Closed gausby closed 3 years ago
Ouch :)
This should be no problem, if the syntax requires do:
we can decide on the :
if there is an associated end or not.
I think ignoring do:
's on pairs would suffice :)
There are also some problems with matching defp
's. Could it be because of the order in this list: https://github.com/Fuco1/smartparens/blob/master/smartparens-elixir.el#L39-L52 ?—and should I open another issue?
Also…as I read the code: it will look for a do
, go to the start of the line and look for one of the keywords.
Unfortunately, if this is the case: that assumption does not suffice: The do
doesn't have to be on the same line as the keyword. An example could be this function defintion where I use guards:
defp drop_tailing_bits(%__MODULE__{size: size} = bitfield)
when rem(size, 8) == 0 do
{:ok, bitfield}
end
Am I correct in my understanding of the code, and should I open another issue for this one?
Yep, it works as you say. I guess we don't need another issue, maybe you could open a PR with added failing tests displaying these cases so I can then fix the issues.
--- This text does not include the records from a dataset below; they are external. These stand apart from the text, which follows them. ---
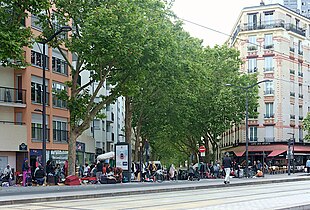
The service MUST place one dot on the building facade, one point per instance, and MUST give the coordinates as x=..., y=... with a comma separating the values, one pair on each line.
x=110, y=130
x=274, y=43
x=21, y=92
x=300, y=6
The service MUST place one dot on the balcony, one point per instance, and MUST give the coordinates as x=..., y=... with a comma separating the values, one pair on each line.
x=273, y=24
x=268, y=92
x=37, y=134
x=12, y=135
x=267, y=116
x=110, y=116
x=253, y=139
x=269, y=46
x=12, y=97
x=269, y=139
x=252, y=48
x=252, y=70
x=268, y=69
x=110, y=137
x=60, y=136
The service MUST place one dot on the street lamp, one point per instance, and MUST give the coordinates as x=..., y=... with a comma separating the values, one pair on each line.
x=293, y=151
x=44, y=42
x=246, y=89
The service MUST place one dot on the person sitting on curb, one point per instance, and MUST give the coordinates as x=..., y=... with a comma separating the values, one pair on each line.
x=39, y=175
x=7, y=175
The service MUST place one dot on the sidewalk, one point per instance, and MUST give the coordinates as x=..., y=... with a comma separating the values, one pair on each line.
x=18, y=195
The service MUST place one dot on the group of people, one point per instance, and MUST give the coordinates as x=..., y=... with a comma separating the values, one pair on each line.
x=53, y=173
x=99, y=169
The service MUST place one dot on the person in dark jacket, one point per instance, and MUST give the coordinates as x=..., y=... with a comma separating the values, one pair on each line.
x=227, y=166
x=39, y=175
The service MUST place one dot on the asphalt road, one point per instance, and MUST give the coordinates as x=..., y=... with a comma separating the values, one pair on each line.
x=267, y=196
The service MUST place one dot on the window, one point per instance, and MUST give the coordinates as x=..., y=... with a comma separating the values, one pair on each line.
x=252, y=21
x=252, y=43
x=37, y=127
x=268, y=18
x=300, y=132
x=300, y=95
x=37, y=93
x=268, y=41
x=292, y=112
x=300, y=52
x=301, y=116
x=59, y=65
x=60, y=131
x=252, y=65
x=268, y=63
x=37, y=59
x=97, y=124
x=300, y=74
x=253, y=133
x=269, y=133
x=57, y=88
x=292, y=49
x=269, y=110
x=269, y=88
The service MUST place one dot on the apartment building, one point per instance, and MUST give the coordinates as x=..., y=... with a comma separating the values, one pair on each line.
x=274, y=43
x=110, y=130
x=300, y=6
x=21, y=99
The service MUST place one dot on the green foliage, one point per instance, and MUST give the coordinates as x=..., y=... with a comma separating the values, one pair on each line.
x=306, y=126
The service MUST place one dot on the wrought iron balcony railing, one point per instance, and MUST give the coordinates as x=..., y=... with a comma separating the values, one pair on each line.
x=12, y=95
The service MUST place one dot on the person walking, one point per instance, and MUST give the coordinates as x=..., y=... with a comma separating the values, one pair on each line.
x=25, y=169
x=227, y=166
x=308, y=165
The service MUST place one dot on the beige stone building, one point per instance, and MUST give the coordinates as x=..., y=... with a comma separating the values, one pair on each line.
x=274, y=43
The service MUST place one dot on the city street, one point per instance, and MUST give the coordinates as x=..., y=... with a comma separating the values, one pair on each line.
x=268, y=196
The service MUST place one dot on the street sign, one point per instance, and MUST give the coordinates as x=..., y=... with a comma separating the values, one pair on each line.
x=202, y=149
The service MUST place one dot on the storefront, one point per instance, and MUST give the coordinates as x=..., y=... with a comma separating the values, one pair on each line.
x=274, y=153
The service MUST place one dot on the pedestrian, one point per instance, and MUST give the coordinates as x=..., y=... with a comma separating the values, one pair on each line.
x=99, y=169
x=7, y=175
x=191, y=172
x=227, y=166
x=216, y=168
x=25, y=169
x=172, y=172
x=39, y=175
x=308, y=165
x=86, y=170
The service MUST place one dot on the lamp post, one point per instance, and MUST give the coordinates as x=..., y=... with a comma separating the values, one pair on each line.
x=44, y=42
x=141, y=167
x=293, y=135
x=246, y=89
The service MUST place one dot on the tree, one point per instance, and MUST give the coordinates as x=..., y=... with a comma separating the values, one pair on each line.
x=13, y=33
x=117, y=41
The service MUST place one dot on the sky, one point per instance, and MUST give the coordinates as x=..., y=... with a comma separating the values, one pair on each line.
x=220, y=15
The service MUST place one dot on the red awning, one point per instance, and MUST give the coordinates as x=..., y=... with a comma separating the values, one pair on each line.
x=239, y=154
x=276, y=152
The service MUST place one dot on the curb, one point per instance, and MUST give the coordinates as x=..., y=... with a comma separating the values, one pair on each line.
x=139, y=192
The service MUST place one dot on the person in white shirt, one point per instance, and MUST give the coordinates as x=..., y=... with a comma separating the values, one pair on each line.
x=86, y=170
x=7, y=174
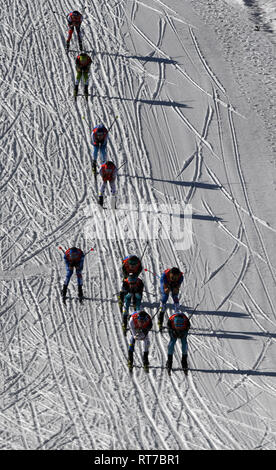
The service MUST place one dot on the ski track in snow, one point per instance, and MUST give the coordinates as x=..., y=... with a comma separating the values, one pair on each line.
x=64, y=375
What do you think?
I will look into it asap, but I am kinda busy until Sunday.
Thanks for a great package, btw :)
@Fuco1 I'm fairly new to emacs and elisp, so I'm sorry if the question sounds dumb, but... wouldn't something like this solve the issue?
here: https://github.com/Fuco1/smartparens/blob/master/smartparens-elixir.el#L41 like this:
...
(when (equal (rx "do[^:]") id)
...
Are there any issues using a regex in this place?
I don't remember what the smartparens code does there, but we need to make sure this do:
construct doesn't expect a corresponding end
. Which the regular do
does expect.
It might still work though. If you use elixir you can test it and if it works we can create a patch.
Hi! This error still pops up in latest version of elixir-mode. Or at least, that's what I am experimenting. Is the issue supposed to be fixed already? (and thanks a lot for your work! not sure I know enough about Emacs Lisp to help but still...)
Hi! Here is another example where similar errors occur in Elixir: with the quote do
construct.
If someone is ready to provide some initial guidance, I'd be happy to help.
The quote do
should already be handled by sp-elixir-def-p
, so if that doesn't work there's likely a bug in that code.
As for the inline do:
, can you provide some minimal valid elixir code where this causes a problem? I do not use elixir or ruby very much.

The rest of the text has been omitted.